Le technicien, qui a demandé à ce que son identité ne soit pas divulguée par crainte de représailles russes, a proposé un rare aperçu des conditions de travail éprouvantes de la centrale de Zaporizhzhia, que Moscou et Kiev s'accusent mutuellement de bombarder.

La plus grande centrale nucléaire d'Europe a été prise par la Russie en mars et les épisodes de bombardements ont été largement condamnés, suscitant des appels à une mission urgente de l'Agence internationale de l'énergie atomique sur les installations du sud de l'Ukraine.

Le technicien a déclaré à Reuters que de nombreux travailleurs avaient envoyé leurs familles loin de la ville d'Enerhodar où se trouve la centrale, mais qu'ils étaient restés eux-mêmes pour assurer la sécurité du fonctionnement de la centrale.

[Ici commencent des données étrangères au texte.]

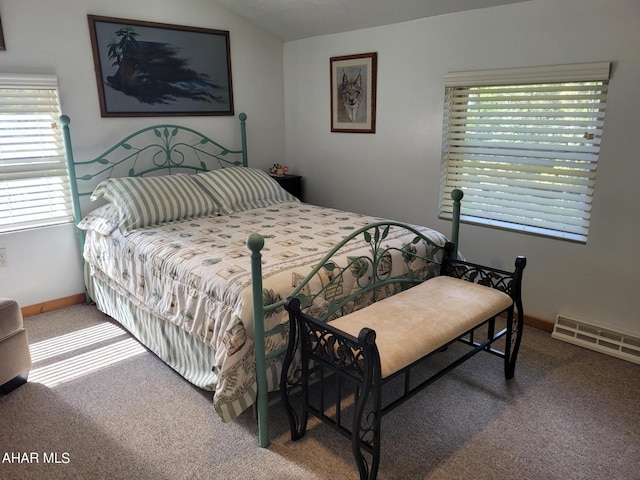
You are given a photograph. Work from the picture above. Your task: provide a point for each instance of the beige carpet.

"Les employés comprennent qu'ils doivent faire partir leurs familles, mais ils reviennent eux-mêmes. Ils doivent travailler en raison de la possibilité d'une catastrophe majeure comme celle de Chornobyl en 1986, et ce serait bien pire", a déclaré le technicien.

Des troupes russes lourdement armées sont partout sur le site, ce qui est en soi très déconcertant, et les véhicules blindés de transport de troupes ont leurs canons pointés vers l'entrée lorsque les travailleurs entrent, a-t-il ajouté.

Parfois, les forces russes ne laissent pas immédiatement les travailleurs rentrer chez eux après leur service, a-t-il ajouté.

"Elles trouvent une raison pour ne pas laisser (les employés) sortir - les bombardements, ou elles inventent autre chose", a-t-il dit.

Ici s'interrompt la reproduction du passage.